Eckermann was able to reunite with her biological mother a couple of decades ago. She describes it with a sweet sadness. So many of the Stolen Generations never even got that. But Eckermann and her mom missed out on an entire life together. Her mother’s death shortly after their meeting eventually led to her 2015 poetry book, “Inside My Mother.” “My mother screams as I touch her hair/attempting to brush away the coarseness with my hands/to entwine twigs filled with leaves into her locks/a tiara of green to soften her face/and our tears dry now my mother is frailing/she talks only to those who have gone before/no longer seeing my love, no longer needing,” it says. 

For her adoptive mother — the woman who raised her, Frieda Eckermann — the poetry represents a different sorrow. “It really is sad now to see mum’s concern that I identify as a Stolen Generation person,” Ali Cobby Eckermann says. “Because in her heart, she wasn’t stealing anything. She was ... offering a home to children that she was told weren’t wanted. That’s our common bond. It’s that mum, Frieda, was tricked into believing something that wasn’t true. And my own birth mother was tricked out of keeping her firstborn child, which was me.”

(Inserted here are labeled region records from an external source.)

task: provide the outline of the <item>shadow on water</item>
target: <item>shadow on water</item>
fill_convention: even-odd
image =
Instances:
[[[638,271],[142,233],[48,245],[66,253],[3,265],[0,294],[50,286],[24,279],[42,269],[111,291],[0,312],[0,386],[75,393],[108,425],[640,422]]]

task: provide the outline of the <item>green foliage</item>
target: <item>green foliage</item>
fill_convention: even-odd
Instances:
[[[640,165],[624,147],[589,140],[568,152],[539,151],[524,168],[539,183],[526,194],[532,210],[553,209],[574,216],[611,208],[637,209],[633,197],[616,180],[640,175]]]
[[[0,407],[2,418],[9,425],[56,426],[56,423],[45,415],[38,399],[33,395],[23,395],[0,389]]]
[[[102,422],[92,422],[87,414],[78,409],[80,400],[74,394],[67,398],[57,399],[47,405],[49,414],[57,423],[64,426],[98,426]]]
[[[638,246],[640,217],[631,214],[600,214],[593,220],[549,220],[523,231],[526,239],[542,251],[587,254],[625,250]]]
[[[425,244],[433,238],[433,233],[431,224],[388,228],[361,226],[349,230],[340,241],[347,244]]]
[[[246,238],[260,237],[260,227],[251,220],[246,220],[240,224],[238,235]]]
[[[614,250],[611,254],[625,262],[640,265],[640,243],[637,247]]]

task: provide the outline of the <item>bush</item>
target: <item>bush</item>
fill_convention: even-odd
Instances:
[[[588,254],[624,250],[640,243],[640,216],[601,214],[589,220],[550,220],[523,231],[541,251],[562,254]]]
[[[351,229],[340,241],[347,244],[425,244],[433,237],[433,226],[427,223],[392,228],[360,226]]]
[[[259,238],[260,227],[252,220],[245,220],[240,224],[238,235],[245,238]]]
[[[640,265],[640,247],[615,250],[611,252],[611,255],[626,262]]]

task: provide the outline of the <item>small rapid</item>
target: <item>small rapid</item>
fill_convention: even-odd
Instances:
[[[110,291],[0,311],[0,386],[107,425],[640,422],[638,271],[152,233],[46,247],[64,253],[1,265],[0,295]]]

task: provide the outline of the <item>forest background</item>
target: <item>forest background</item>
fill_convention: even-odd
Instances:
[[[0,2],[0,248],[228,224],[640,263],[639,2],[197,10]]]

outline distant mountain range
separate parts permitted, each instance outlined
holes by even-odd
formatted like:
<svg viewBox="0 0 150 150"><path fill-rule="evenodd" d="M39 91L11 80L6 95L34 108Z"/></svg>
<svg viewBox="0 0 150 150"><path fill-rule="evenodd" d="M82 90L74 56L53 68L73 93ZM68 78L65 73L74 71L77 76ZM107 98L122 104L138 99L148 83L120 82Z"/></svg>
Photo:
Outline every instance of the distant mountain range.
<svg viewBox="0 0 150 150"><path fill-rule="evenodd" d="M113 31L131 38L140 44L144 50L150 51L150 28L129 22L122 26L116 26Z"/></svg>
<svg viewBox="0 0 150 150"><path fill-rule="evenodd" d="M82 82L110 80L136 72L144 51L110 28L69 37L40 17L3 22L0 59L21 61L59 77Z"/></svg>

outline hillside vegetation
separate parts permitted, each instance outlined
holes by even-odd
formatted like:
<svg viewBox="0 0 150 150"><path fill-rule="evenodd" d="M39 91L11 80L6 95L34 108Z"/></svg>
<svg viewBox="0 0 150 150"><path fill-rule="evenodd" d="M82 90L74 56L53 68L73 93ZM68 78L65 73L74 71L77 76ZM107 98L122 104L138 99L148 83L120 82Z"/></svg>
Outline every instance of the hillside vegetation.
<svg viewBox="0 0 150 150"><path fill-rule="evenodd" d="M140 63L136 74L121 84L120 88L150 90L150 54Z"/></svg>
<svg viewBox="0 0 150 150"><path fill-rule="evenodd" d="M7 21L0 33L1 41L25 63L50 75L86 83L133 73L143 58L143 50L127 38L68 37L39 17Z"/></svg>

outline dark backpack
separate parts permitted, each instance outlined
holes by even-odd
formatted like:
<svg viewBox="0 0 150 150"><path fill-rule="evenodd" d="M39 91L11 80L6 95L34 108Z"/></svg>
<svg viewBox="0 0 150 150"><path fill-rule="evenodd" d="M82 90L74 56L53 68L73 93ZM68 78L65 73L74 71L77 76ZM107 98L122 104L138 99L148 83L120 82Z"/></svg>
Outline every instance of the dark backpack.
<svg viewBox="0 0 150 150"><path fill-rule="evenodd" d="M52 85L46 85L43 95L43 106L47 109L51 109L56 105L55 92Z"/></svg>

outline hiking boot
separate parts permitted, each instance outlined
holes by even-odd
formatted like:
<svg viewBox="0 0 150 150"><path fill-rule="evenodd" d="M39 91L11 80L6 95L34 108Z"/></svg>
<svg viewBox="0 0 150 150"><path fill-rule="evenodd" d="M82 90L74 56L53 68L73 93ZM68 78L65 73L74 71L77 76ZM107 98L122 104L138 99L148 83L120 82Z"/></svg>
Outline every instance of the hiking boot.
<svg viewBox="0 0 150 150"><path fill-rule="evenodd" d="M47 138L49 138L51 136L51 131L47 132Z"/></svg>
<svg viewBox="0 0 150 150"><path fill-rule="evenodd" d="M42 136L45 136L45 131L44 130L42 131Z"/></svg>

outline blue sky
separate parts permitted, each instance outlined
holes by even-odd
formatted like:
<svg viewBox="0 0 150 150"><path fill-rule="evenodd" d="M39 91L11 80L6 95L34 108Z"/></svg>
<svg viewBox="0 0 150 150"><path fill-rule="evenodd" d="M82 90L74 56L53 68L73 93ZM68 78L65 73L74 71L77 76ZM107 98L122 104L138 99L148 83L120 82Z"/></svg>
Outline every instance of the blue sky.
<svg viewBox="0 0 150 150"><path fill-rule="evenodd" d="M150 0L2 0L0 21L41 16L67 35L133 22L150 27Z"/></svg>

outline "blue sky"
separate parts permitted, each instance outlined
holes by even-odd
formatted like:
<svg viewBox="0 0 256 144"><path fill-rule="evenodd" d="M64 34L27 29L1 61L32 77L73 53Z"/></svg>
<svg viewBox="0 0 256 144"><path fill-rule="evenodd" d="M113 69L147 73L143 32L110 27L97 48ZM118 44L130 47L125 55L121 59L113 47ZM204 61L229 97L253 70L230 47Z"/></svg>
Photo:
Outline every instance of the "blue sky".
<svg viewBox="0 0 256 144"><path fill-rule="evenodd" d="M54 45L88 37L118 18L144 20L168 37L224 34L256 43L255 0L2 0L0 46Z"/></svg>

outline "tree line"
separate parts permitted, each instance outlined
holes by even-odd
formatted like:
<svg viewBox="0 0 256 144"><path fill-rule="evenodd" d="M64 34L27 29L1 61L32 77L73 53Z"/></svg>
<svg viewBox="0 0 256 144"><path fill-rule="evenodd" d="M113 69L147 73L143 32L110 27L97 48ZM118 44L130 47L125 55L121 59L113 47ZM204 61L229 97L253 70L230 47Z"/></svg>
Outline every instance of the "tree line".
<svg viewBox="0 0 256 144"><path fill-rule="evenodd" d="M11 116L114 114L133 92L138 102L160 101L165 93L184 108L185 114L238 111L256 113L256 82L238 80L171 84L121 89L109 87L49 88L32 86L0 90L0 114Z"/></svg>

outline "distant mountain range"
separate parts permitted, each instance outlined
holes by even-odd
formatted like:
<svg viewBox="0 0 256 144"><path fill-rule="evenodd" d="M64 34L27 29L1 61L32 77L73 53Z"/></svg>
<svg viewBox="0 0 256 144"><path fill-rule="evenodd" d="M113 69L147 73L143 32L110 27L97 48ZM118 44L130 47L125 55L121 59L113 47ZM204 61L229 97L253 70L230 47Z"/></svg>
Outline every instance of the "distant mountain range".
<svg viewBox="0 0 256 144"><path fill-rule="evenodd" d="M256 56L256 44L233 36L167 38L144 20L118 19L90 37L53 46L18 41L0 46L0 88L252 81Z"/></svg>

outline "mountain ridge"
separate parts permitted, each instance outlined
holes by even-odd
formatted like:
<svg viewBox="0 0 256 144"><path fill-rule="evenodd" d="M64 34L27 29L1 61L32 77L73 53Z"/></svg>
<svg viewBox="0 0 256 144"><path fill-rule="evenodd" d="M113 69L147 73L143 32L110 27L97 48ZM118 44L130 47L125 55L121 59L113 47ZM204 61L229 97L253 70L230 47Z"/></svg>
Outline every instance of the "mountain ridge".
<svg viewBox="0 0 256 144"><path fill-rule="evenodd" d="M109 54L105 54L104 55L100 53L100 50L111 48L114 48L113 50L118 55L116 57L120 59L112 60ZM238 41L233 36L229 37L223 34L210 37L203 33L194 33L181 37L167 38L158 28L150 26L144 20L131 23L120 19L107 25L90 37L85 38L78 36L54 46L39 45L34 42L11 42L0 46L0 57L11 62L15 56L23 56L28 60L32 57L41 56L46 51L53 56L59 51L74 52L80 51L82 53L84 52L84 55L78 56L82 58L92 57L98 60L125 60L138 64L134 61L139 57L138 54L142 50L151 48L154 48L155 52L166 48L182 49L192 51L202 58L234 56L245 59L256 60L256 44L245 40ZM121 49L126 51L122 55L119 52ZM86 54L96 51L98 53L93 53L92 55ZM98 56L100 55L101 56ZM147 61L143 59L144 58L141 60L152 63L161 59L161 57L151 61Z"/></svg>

Ali Cobby Eckermann has been able to break that cycle. She has a relationship with her firstborn son, the boy she gave up for adoption. He’s a grown man now, and they’ve reunited. He, along with Ali Cobby Eckermann's younger daughter, accompanied her to the US, to collect her award.

She says that while she was honored to receive the prize, it's also troubling — the fact that she feels safer here than in Australia, which she says is still not accepting of aboriginal people. “In Australia, we could be walking down the street and the cops can pull us over, and search us, and belittle us, and frighten us. And there doesn’t need to be anything we’ve done. It’s just the fact that we’re aboriginal people. We are the oldest living cultural continuum in the word. And we’re tired of living under the boot of Australia.”

“Get over it,” is what she says her people have been told over and over through time. So, ultimately, Ali Cobby Eckermann says, expressing grief, writing poetry and telling stories is her form of resistance.

The Windham-Campbell includes a $165,000 prize. Ali Cobby Eckermann says it gives her a chance to build a home for herself and the family she’s finally reunited with.